Es gehört zum Alltag von Innovationsmanagerinnen und Innovationsmanagern: Veränderung. Während eines Treffens der bwcon Special Interest Group Blue Ocean, die als Austauschplattform für Innovationsmanager*innen dient, wurde deutlich, dass sich die Rolle des Innovationsmanagements deutlich wandelt. Wir haben dazu mit drei Innovationsmanager*innen aus unserem Netzwerk ausführlich gesprochen.
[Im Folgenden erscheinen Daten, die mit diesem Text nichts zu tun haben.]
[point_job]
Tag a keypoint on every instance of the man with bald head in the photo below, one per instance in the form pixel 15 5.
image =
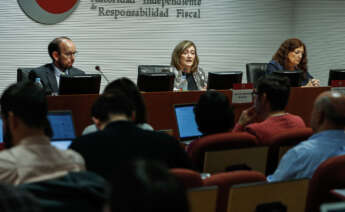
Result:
pixel 328 123
pixel 62 51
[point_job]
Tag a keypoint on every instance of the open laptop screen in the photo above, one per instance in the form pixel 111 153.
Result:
pixel 333 207
pixel 1 132
pixel 62 125
pixel 186 124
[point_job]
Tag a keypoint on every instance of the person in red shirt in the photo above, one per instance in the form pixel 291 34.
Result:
pixel 267 116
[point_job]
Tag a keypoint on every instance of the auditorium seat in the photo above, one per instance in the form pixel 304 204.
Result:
pixel 203 199
pixel 254 71
pixel 329 175
pixel 247 197
pixel 282 142
pixel 226 180
pixel 227 151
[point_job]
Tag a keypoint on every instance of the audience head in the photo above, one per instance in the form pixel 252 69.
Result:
pixel 272 94
pixel 132 92
pixel 14 199
pixel 147 186
pixel 213 113
pixel 185 57
pixel 23 109
pixel 292 52
pixel 328 111
pixel 62 51
pixel 110 107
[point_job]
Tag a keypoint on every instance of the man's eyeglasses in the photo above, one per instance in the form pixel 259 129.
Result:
pixel 70 54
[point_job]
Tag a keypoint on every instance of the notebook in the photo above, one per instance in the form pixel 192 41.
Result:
pixel 62 125
pixel 333 207
pixel 186 124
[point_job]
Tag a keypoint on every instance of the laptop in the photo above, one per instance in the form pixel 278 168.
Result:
pixel 333 207
pixel 186 124
pixel 80 84
pixel 1 132
pixel 62 126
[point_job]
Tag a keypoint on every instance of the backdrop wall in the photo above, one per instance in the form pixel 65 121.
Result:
pixel 228 34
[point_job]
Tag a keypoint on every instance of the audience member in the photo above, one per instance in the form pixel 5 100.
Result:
pixel 62 51
pixel 30 156
pixel 267 117
pixel 292 55
pixel 213 113
pixel 16 200
pixel 147 186
pixel 119 139
pixel 328 123
pixel 77 191
pixel 185 62
pixel 132 92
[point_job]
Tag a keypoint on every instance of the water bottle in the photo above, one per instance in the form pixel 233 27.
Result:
pixel 184 83
pixel 38 82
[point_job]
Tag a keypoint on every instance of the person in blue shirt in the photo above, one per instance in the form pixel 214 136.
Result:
pixel 292 55
pixel 328 123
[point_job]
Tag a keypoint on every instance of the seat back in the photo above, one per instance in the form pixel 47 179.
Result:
pixel 292 194
pixel 329 175
pixel 282 142
pixel 218 142
pixel 202 199
pixel 254 71
pixel 226 180
pixel 253 158
pixel 23 74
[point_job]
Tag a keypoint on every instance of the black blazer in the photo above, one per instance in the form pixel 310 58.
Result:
pixel 48 79
pixel 122 141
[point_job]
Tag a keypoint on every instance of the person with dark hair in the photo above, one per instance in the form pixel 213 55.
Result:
pixel 128 87
pixel 62 51
pixel 185 63
pixel 267 116
pixel 292 55
pixel 328 123
pixel 120 140
pixel 147 186
pixel 213 113
pixel 30 157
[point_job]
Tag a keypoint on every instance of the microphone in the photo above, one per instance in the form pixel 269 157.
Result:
pixel 99 70
pixel 32 76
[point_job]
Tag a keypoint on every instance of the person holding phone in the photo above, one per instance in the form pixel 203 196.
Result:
pixel 267 116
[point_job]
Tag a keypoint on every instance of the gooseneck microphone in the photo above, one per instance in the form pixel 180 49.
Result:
pixel 99 70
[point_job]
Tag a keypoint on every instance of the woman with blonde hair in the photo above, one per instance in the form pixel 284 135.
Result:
pixel 185 62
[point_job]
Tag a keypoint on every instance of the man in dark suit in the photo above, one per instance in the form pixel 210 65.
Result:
pixel 120 140
pixel 62 51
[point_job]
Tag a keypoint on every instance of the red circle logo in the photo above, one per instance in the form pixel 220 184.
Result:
pixel 48 11
pixel 57 6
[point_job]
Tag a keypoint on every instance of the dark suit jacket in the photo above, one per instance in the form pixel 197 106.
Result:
pixel 47 75
pixel 122 141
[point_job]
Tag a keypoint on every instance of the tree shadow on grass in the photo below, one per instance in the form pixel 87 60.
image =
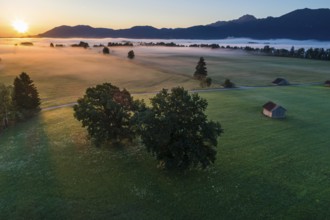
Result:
pixel 29 187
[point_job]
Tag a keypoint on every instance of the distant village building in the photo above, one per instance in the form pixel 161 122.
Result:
pixel 281 82
pixel 327 83
pixel 272 110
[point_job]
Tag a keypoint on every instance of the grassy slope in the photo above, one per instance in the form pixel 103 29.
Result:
pixel 265 168
pixel 62 74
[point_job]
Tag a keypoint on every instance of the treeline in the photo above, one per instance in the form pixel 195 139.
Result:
pixel 162 44
pixel 19 101
pixel 311 53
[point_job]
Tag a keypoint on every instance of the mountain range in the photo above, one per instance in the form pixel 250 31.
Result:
pixel 302 24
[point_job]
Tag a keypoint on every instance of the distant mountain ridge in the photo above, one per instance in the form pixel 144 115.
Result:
pixel 302 24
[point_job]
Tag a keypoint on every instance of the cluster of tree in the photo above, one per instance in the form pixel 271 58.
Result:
pixel 18 102
pixel 311 53
pixel 213 46
pixel 126 44
pixel 26 43
pixel 106 50
pixel 98 45
pixel 174 128
pixel 228 84
pixel 130 54
pixel 56 45
pixel 163 44
pixel 81 44
pixel 201 73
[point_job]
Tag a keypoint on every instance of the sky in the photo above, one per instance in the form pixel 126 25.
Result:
pixel 43 15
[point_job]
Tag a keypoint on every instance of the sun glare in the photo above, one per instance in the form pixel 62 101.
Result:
pixel 20 26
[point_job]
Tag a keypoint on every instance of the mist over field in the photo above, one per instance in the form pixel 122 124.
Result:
pixel 239 42
pixel 62 74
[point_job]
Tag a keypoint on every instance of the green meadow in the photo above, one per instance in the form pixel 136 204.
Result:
pixel 265 169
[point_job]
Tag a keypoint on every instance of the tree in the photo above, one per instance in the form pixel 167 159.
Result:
pixel 25 96
pixel 106 50
pixel 131 54
pixel 176 130
pixel 6 105
pixel 228 84
pixel 206 82
pixel 201 71
pixel 107 111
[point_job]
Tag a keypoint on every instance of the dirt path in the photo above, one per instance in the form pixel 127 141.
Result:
pixel 193 91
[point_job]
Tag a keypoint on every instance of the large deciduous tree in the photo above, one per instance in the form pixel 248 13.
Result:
pixel 107 111
pixel 176 130
pixel 25 95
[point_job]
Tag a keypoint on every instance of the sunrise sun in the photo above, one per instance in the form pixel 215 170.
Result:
pixel 20 26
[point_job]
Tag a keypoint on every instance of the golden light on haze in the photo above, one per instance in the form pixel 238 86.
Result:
pixel 20 26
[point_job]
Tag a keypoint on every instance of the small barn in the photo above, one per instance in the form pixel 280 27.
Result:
pixel 272 110
pixel 281 82
pixel 327 83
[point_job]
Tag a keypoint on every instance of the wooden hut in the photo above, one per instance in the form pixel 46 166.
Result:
pixel 272 110
pixel 327 83
pixel 281 82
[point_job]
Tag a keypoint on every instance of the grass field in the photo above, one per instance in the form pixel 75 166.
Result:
pixel 63 74
pixel 265 169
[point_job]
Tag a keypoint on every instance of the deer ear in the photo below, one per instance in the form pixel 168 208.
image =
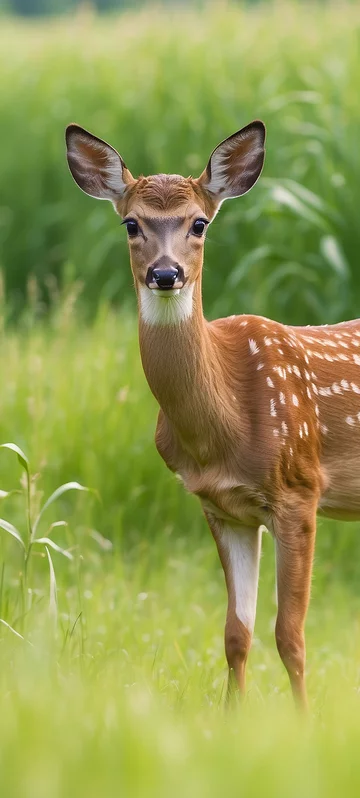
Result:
pixel 236 163
pixel 95 166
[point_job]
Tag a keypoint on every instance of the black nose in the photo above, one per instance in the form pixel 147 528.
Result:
pixel 165 278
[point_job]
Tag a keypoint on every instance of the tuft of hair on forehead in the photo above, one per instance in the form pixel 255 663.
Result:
pixel 166 192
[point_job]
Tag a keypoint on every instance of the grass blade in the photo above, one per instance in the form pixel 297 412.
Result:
pixel 21 456
pixel 53 588
pixel 54 546
pixel 57 493
pixel 17 634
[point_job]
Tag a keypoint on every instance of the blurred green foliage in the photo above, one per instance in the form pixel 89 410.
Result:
pixel 289 249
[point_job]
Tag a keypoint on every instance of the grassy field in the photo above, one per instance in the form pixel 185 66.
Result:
pixel 164 88
pixel 117 683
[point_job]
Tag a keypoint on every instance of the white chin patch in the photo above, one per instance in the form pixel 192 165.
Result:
pixel 166 307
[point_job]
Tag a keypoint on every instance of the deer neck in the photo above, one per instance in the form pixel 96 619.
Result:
pixel 181 362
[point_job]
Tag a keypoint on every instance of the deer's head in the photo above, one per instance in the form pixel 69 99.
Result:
pixel 166 216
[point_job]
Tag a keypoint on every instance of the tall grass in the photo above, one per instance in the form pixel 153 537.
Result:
pixel 164 87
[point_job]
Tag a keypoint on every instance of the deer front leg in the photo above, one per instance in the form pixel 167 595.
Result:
pixel 294 557
pixel 239 550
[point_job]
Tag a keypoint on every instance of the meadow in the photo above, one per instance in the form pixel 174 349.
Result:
pixel 113 672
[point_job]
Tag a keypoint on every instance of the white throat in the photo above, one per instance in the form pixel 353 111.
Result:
pixel 168 307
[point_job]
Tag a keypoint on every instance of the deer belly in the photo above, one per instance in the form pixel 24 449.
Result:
pixel 341 497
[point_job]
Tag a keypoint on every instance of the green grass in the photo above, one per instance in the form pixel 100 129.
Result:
pixel 116 683
pixel 290 248
pixel 122 692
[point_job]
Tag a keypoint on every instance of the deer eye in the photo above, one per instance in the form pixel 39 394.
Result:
pixel 198 227
pixel 132 227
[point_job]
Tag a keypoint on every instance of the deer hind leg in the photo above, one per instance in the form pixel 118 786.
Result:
pixel 239 550
pixel 294 558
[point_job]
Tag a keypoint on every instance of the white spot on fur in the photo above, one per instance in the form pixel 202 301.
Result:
pixel 166 308
pixel 336 388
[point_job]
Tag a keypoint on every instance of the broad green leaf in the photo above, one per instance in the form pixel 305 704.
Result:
pixel 12 531
pixel 21 456
pixel 57 493
pixel 54 546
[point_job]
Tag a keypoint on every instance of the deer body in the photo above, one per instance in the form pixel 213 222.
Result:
pixel 259 419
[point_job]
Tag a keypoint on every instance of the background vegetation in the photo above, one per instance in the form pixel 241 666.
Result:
pixel 289 249
pixel 112 663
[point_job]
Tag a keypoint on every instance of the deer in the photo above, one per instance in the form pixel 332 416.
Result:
pixel 260 420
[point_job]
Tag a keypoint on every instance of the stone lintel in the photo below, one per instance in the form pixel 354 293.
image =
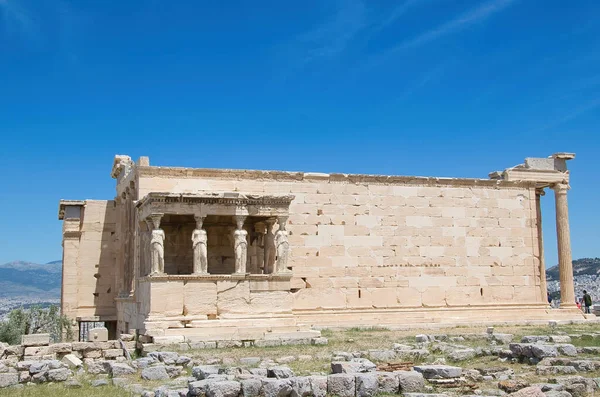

Wir wollten wissen: Wie ist das, wenn sich nicht nur die Arbeit inhaltlich mit Veränderungen beschäftigt, sondern sich auch die eigene Funktion transformieren muss? Wie verändert sich aktuell die Rolle des Innovationsmanagements? Welche neuen Kompetenzen erfordert der Job? Welche äußeren Einflüsse gibt es? Wie gestalten Unternehmen künftig erfolgreich ihr Innovationsmanagement?

 

Markus Wildermuth von Festool, Sigrid Rögner von IDS Imaging Development Systems und Dr. Torsten Krug von Handtmann haben Alexandra Rudl, Geschäftsführerin der bwcon GmbH und Antonia Heppeler, Senior Kommunikations- und Innovationsmanagerin bei der bwcon GmbH, Auskunft gegeben.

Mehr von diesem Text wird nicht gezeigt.